Having now posted several My R Journey posts (see also the one done with Dana Wanzer as well as the one I wrote up about my own journey), I decided to take a look back at all of them to see what lessons are beginning to emerge.
Lesson #1: You don’t need to be a programmer to learn R. Rika put it really well when she said:
Every industry has tons and tons of data and learning how to work with it and learn from it happens everywhere, regardless of what your position is called.
Dana and I also do not come from programming backgrounds (she is an evaluator; I’m a trained anthropologist who’s also worked in evaluation). One of the unique aspects of R, unlike other parts of the tech world, is that its users come from such diverse fields (Tom Kelly wrote on Twitter that, with R users coming from so many fields, “We respect their expertise in other fields even if they’re new to R”). So, no matter where you come from, don’t feel that R is not for you!
Lesson #2: It’s hard to know how to get started learning R. One of the incredible things about R is that there are multiple ways to do anything. This is a blessing and a curse. When you’re new, it’s challenging to know which direction to go. As I wrote,
One of the benefits of R is that there are always multiple ways to do things. But this is super confusing when you’re learning! How do you know what the easiest way to do something is?
Lesson #3: Early on, it takes longer to do things in R. After a while, R is much faster than other options. Writing about her early experience with R, Dana wrote:
When I’m a full-time student working a bunch of part-time gigs, and much of the work I’m doing requiring a fairly quick turnaround, it’s difficult to justify spending an inordinate amount of time figuring out how to do something I could have easily done in Excel or SPSS.
But, as Dana has since written, she can now do work in R much, much faster than in Excel or SPSS. In fact, she can produce reports that previously took hours in minutes.

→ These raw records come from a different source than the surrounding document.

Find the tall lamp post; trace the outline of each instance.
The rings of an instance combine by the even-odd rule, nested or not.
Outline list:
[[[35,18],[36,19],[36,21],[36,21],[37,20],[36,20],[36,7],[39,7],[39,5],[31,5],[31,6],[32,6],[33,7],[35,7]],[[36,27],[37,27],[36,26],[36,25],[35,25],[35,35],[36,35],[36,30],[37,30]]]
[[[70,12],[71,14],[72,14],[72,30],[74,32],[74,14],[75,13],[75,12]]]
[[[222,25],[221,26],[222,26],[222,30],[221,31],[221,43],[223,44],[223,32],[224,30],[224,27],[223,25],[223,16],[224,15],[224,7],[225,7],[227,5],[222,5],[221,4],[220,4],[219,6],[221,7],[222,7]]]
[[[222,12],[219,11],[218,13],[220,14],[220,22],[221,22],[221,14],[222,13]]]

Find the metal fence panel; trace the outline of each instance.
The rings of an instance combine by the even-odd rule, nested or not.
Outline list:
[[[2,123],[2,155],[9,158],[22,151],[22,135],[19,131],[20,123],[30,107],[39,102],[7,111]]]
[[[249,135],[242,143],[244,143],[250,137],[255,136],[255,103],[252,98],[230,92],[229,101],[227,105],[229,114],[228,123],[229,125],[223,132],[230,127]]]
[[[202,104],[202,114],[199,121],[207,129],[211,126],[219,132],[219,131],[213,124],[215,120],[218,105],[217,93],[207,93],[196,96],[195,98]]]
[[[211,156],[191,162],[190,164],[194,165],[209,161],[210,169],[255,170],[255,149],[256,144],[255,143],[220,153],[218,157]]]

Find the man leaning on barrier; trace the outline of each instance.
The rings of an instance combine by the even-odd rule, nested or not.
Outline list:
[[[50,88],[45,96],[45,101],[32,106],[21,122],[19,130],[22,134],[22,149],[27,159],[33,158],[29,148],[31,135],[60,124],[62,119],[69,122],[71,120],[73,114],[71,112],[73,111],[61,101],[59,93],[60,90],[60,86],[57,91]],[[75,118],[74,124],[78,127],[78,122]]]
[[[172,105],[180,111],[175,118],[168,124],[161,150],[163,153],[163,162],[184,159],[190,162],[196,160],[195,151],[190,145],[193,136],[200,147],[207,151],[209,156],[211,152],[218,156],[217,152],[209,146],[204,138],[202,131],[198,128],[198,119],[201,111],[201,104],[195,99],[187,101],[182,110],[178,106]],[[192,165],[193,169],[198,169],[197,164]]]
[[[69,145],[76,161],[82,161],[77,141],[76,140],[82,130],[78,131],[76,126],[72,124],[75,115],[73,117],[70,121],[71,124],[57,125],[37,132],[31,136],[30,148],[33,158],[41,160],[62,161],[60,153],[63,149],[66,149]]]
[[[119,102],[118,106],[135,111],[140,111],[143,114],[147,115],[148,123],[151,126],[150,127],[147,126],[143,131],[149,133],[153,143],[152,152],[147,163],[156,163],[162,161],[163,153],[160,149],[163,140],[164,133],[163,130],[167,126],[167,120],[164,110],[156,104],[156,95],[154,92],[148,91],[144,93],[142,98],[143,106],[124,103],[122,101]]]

Lesson #4: The Tidyverse is a game changer. The Tidyverse is a collection of packages that make R much easier to use. All three R users highlighted so far are big Tidyverse users. And, for Dana and for me, realizing the Tidyverse existed and realizing how much easier it made our lives changed everything for us. Dana said that:
Learning the Tidyverse was when everything started to make sense to me and I could finally feel confident enough to fully transition to R.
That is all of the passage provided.